No premedication was given. On the evening before surgery, patients were instructed in the use of a 10-cm-long visual analog scale (VAS; 0 = no pain to 10 = worst possible pain) and the PCA device.

An epidural catheter was inserted before surgery via the T8-9 or T9-10 interspace by using standard procedure. Correct catheter position was confirmed by a test dose of 4 mL of 1.5% lidocaine with 1:200,000 epinephrine. Anesthesia was induced with thiopental, fentanyl, and vecuronium and maintained with isoflurane in nitrous oxide and oxygen. At the end of the surgical procedure, residual neuromuscular block was antagonized with atropine and neostigmine. When spontaneous ventilation was reestablished, the patients’ tracheas were extubated.

In the postanesthesia care unit, the patients were randomly allocated to double-blinded administration of IV (n = 10) or epidural (n = 10) sufentanil. Randomization was based on computer-generated codes that were maintained in sequentially numbered opaque envelopes until just before use. Patients were fully informed before the operation that they would be given placebo through the epidural catheter during the study period if they were allocated to the IV group.

When patients were sufficiently alert and complained of pain (VAS >5 cm), those in the Epidural group were given an epidural bolus of 15 µg of sufentanil, whereas those in the IV group were given epidural saline. A PCA pump (3300 PCAS; Graseby, Watford, UK), loaded with sufentanil diluted to 5 µg/mL, was connected to both the IV catheter and the epidural catheter by way of a hidden three-way stopcock. The stopcock was positioned according to the randomization assignments. The PCA device was set to deliver sufentanil as a 1-mL bolus, followed by a 5-min lockout interval, with no background infusion or limits. PCA was maintained for 24 h.

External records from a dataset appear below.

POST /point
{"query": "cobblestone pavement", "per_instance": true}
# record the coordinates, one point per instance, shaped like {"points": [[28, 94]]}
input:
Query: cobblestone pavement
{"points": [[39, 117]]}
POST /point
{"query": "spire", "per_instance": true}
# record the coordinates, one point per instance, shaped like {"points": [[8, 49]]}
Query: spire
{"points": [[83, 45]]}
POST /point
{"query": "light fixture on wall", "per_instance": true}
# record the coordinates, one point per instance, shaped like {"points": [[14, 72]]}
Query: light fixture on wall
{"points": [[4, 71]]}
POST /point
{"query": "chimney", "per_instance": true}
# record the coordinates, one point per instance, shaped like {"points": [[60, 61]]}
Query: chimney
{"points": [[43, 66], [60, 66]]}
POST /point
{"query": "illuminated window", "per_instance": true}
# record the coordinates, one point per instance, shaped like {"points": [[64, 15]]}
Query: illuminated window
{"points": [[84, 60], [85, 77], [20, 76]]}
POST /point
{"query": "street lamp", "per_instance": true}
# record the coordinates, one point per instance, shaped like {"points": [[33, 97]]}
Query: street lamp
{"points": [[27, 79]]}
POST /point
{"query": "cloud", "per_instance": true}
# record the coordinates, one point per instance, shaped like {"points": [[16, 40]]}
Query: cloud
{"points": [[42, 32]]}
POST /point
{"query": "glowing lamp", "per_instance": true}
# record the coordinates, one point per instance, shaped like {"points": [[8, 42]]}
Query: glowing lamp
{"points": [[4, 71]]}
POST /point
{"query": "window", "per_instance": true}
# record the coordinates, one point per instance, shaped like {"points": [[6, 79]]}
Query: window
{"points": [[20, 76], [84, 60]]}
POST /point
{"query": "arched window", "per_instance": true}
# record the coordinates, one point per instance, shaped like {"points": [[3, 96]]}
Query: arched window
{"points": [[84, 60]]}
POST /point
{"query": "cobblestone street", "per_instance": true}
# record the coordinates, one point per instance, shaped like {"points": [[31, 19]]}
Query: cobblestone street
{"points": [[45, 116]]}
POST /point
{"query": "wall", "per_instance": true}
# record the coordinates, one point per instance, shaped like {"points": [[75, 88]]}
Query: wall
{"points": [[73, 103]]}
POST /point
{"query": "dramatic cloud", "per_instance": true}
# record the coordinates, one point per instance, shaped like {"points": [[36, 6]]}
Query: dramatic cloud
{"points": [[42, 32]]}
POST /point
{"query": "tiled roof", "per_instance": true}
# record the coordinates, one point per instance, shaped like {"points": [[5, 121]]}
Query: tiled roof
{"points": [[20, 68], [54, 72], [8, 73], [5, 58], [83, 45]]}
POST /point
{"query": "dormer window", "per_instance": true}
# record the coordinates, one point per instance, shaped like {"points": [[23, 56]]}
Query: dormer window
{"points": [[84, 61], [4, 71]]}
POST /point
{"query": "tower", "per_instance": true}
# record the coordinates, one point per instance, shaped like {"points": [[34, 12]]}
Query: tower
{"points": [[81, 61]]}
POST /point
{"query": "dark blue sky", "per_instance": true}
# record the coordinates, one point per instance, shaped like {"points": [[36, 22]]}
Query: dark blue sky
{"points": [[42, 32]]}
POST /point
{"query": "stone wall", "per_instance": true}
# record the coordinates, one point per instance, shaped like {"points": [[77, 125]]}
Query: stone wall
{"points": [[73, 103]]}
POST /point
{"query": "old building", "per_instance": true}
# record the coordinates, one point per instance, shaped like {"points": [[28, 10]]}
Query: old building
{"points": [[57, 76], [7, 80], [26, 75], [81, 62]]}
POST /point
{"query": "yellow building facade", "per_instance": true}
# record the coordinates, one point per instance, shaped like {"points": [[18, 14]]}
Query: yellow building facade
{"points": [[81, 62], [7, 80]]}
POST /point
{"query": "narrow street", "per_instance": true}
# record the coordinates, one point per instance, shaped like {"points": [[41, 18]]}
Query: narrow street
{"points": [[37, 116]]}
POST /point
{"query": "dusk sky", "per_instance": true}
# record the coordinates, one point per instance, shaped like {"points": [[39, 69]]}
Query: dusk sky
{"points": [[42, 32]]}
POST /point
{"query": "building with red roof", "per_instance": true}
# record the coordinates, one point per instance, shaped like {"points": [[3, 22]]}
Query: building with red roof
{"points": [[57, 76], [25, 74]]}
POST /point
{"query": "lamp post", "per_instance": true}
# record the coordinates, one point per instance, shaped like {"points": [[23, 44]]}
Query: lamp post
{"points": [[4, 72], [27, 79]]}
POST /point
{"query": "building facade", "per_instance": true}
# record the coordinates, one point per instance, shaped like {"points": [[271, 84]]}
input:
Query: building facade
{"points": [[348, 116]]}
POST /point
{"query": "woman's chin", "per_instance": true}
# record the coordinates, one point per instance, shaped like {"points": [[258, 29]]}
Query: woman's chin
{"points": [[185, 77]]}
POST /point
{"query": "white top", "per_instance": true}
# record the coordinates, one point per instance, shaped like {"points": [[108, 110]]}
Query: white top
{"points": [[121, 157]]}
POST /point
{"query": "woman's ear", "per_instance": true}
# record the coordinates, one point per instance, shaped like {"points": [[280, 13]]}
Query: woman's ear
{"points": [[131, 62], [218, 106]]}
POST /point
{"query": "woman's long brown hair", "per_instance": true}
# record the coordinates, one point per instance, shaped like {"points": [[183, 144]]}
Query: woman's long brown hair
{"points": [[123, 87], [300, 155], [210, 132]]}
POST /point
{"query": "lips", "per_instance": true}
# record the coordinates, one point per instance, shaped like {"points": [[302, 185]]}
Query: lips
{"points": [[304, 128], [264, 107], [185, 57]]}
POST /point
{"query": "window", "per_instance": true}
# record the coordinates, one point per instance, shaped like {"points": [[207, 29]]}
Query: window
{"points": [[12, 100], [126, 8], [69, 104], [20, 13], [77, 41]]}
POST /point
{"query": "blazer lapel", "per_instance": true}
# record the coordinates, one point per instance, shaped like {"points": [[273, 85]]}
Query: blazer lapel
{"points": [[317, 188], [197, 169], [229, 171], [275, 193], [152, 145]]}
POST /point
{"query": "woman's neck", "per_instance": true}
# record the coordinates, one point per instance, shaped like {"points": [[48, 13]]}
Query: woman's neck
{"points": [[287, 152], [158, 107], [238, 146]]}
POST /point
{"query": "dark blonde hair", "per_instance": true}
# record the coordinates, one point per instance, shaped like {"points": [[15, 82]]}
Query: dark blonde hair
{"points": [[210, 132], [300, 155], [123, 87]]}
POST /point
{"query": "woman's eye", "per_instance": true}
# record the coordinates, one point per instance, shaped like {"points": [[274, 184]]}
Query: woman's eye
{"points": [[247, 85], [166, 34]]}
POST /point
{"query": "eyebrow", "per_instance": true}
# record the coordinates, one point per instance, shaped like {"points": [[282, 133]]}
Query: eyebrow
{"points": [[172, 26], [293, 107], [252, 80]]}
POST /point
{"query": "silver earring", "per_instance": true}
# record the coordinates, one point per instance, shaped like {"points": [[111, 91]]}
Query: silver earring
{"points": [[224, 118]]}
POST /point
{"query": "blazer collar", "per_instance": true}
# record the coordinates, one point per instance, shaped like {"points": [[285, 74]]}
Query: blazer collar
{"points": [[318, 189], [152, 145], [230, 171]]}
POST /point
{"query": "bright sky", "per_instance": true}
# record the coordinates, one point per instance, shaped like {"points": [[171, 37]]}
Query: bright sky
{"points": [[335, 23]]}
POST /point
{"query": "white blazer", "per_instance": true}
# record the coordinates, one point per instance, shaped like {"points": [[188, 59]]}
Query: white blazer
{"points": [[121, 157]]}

Venous blood was sampled for sufentanil analysis before sufentanil administration, 1 h after sufentanil administration, and at 4-h intervals for 24 h starting 4 h after sufentanil administration. Blood was centrifuged and stored at -40°C until analyzed.

Patients were not told to which group they had been assigned; all investigators involved in evaluating analgesia and other subjective responses were blinded to the patients’ group assignments. Pain scores were recorded before the epidural sufentanil or saline bolus and then after 10 min, 20 min, 1 h, and 2 h. Pain was subsequently evaluated at 2-h intervals for a total of 24 h.

Sedation was monitored at the same intervals by using the following four-point rating scale: 0 = patient fully awake, 1 = patient somnolent and responsive to verbal command, 2 = patient somnolent and responsive to tactile stimulation, and 3 = patient asleep and responsive to painful stimulation. Respiratory depression was defined as persistent sedation, a respiratory rate of <10 breaths/min, and hypoxemia with oxygen saturation (SpO₂) <90%. Side effects such as nausea, vomiting, pruritus, dysphoria, and diplopia were noted.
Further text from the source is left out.